Seminaris

COLLOQUIUM Valentina Rotondi (DEASS. Scuola universitaria professionale della Svizzera italiana-SUPSI).- Global Moral Storytelling: How Televised Narratives Reflect and Relate to Wellbeing and Civic Attitudes

Organitza: Centre d'Estudis Demogràfics

Lloc: Semipresencial

Hora: 12:00 - 13:00

ZOOM

 

Abstract

Television narratives are a powerful yet understudied source of moral meaning in contemporary societies. As global streaming platforms expand their reach, shaping a shared cultural imaginary, it remains unclear how the moral content of popular media varies across countries and whether it relates to civic attitudes. This study quantifies the moral foundations embedded in the most popular television series across 28 OECD countries from 2019 to 2023, using semantic embeddings and the Moral Foundations Dictionary to classify virtue- and vice-related content across five moral domains. We find that televised narratives are predominantly structured around moral transgressions—especially in the domains of fairness, harm, loyalty, and authority—while depictions of moral virtue are more consistently expressed in purity-related themes.
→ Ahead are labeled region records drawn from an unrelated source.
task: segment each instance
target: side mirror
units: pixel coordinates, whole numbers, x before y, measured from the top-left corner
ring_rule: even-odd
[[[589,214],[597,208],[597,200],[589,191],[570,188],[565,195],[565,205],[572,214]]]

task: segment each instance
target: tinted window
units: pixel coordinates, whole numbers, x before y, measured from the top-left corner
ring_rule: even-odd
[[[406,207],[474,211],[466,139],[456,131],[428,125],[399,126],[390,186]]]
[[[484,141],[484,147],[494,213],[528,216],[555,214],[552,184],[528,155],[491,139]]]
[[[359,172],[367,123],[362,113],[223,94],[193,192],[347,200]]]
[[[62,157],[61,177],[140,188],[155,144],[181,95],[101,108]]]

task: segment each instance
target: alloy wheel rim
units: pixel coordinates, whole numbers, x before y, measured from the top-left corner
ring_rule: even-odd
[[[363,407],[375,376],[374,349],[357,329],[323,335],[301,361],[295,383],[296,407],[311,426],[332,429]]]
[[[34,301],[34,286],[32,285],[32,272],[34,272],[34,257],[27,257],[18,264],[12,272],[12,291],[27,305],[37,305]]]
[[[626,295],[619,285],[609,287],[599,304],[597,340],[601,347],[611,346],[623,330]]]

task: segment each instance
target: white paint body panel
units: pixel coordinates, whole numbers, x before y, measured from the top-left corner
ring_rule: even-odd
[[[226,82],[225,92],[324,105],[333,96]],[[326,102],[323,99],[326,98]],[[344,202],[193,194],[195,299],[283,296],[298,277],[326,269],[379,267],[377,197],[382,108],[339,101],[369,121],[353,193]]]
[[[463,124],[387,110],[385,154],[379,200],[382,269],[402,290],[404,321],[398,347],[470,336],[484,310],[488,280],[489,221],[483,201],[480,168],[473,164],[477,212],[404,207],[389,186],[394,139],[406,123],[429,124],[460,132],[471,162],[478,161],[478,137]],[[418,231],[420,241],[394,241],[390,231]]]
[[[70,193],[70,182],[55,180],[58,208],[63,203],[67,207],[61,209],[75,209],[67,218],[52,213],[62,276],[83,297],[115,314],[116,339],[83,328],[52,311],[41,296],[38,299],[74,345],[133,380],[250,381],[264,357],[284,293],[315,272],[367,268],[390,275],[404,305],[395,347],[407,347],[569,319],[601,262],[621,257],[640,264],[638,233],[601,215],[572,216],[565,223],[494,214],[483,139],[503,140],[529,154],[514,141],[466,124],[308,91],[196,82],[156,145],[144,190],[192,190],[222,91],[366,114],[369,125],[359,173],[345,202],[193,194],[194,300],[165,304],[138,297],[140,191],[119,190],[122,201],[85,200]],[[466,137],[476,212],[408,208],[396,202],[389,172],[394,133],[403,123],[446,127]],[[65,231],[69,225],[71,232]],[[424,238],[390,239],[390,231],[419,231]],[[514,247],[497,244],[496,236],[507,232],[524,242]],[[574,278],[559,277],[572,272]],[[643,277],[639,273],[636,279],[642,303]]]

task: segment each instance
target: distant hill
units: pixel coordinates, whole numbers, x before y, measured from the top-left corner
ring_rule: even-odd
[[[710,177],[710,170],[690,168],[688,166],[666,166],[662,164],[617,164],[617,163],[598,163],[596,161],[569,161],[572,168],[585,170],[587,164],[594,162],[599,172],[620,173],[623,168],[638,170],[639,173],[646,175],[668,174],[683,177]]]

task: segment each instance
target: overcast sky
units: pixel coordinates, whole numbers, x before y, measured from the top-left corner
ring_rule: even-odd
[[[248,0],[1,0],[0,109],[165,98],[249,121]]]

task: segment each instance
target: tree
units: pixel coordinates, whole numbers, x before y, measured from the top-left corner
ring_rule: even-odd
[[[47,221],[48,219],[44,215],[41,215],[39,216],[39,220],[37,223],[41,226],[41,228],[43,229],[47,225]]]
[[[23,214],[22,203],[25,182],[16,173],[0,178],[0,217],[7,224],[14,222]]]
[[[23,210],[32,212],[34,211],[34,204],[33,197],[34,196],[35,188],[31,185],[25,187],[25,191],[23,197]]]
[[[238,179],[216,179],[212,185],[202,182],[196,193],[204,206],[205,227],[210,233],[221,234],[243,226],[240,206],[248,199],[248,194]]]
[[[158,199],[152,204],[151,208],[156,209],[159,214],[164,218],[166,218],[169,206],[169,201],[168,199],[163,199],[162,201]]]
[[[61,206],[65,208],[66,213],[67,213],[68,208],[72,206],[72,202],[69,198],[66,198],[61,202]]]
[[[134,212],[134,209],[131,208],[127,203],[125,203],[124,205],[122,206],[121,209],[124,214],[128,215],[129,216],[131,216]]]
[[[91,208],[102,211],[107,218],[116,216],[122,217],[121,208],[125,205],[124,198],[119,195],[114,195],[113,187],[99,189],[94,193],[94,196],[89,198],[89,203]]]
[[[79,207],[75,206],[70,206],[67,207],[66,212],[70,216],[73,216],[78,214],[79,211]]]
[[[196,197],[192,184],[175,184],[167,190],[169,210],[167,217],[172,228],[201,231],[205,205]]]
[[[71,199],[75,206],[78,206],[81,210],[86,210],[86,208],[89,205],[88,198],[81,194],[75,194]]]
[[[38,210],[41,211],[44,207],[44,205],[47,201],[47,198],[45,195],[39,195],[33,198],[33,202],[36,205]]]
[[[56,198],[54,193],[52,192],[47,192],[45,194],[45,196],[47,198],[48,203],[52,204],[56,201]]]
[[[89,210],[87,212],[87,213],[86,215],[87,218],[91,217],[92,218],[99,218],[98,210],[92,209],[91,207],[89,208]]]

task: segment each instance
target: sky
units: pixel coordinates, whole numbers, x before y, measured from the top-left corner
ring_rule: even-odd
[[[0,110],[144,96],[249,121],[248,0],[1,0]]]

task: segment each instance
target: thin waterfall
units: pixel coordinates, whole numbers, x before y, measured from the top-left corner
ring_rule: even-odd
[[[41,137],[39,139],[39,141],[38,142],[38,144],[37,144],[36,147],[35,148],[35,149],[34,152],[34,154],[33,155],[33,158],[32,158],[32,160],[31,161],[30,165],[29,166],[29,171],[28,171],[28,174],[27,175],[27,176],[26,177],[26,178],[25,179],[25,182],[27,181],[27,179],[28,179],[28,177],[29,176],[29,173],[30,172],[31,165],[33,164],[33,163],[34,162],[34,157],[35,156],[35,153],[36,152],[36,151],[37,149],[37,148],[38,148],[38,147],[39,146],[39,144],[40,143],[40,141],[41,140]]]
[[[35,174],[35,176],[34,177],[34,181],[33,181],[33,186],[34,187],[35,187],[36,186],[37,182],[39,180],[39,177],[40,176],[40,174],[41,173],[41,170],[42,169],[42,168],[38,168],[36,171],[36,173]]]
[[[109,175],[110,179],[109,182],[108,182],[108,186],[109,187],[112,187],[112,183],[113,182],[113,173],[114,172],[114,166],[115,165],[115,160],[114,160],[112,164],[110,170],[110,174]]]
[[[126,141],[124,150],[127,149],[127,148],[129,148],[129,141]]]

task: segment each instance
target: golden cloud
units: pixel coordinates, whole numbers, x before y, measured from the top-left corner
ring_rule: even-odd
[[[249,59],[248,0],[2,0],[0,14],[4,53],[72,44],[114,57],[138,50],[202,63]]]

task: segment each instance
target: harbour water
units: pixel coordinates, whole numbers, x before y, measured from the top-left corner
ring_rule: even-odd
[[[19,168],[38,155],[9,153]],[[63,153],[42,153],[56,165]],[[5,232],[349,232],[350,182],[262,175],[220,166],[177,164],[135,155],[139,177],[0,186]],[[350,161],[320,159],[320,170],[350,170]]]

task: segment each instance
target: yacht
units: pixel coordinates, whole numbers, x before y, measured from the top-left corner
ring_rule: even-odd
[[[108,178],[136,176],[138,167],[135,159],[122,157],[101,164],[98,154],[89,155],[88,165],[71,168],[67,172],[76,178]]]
Despite increasing content convergence across platforms, cross-national differences in moral storytelling remain pronounced and align with broader cultural and ideological divides. A comparison with historical folktales reveals significant shifts in national moral profiles over time, suggesting a reconfiguration of moral narratives in the age of streaming. Finally, by linking regional-level measures of televised moral content to individual-level survey data from six countries (Canada, Czech Republic, United Kingdom, Japan, Netherlands, and New Zealand), covering 70 regions between 2019 and 2023, we show that exposure to more intensely moralized television content—particularly when vice outweighs virtue—is consistently associated with lower levels of trust, openness, and support for gender equality. These findings suggest that popular media may serve as a vehicle for “narrative capital,” with possible implications for civic norms and social cohesion.